To get a handy scoring \(s_{ij}\), we first compute an odds ratio table where an entry \(e_{ij}\) for each amino acid pair is \(\frac{q_{ij}}{e_{ij}}\) and then take a logarithm of base two of each entry \(s_{ij}=\log_{2}(\frac{q_{ij}}{e_{ih}}) \). This scoring results in the alignment score \(s_{ij}\) to become zero if the observed frequencies are as expected, to a negative score if frequencies are less than expected and to a positive score when the frequencies are more than expected frequencies.

We then multiply each score \(s_{ij}\) by two and round to the nearest integer to generate the final scores in BLOSUM matrices (Figure 2).

##### Why don't different identical amino acid pairings have the same score?

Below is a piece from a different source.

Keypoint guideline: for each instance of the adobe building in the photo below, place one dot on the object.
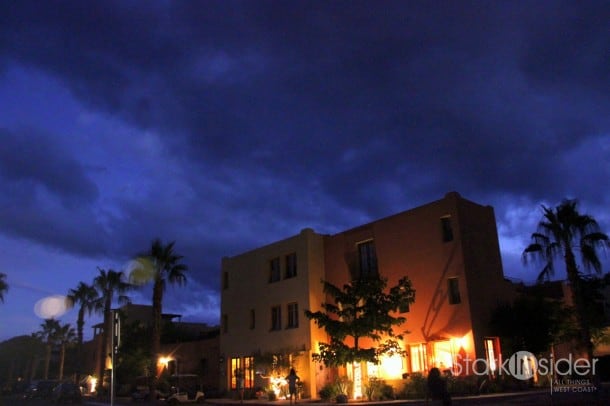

By looking at the BLOSUM62 scores, we can observe that the identity pairing of different amino acids does not get the same score. The reason is that the observed abundance of amino acids is not the same. For example, Leucine-Leucine (Leu-Leu) pairing gets score four and Tryptophan-Tryptophan (Trp-Trp) pairing gets score 11 because Leucine is observed to be more abundant in nature than Tryptophan; Thus, Trp-Trp pairing is less likely to be a random one.

##### Hypothesis testing

The above method of scoring is, in fact, hypothesis testing, and in general, the score \(S(a,b)\) for a substitution of amino acid \(a\) with amino acid \(b\) is

\[ S(a,b) = \frac{1}{\lambda} \log_{2} \bigg( \frac{P_{ab}}{f_{a}f_{b}}\bigg) \]where \(P_{ab}\) is the observed probability of substitution in an alignment, \( f_{a}f_{b} \) is the probability of a random substitution based on the abundance of amino acids and \( \lambda \) is a scaling factor. To arrive at total alignment score, we need to multiply the probability of each amino acid pairing with another along the full alignment, but by taking a logarithm of the probability, we can do addition instead of multiplication.

In the above equation \(P_{ab}\) is the likelihood of the hypothesis we want to test: *residues correlated because they are homologous* and
\( f_{a}f_{b} \) is the likelihood of a null hypothesis: *residues are unrelated*.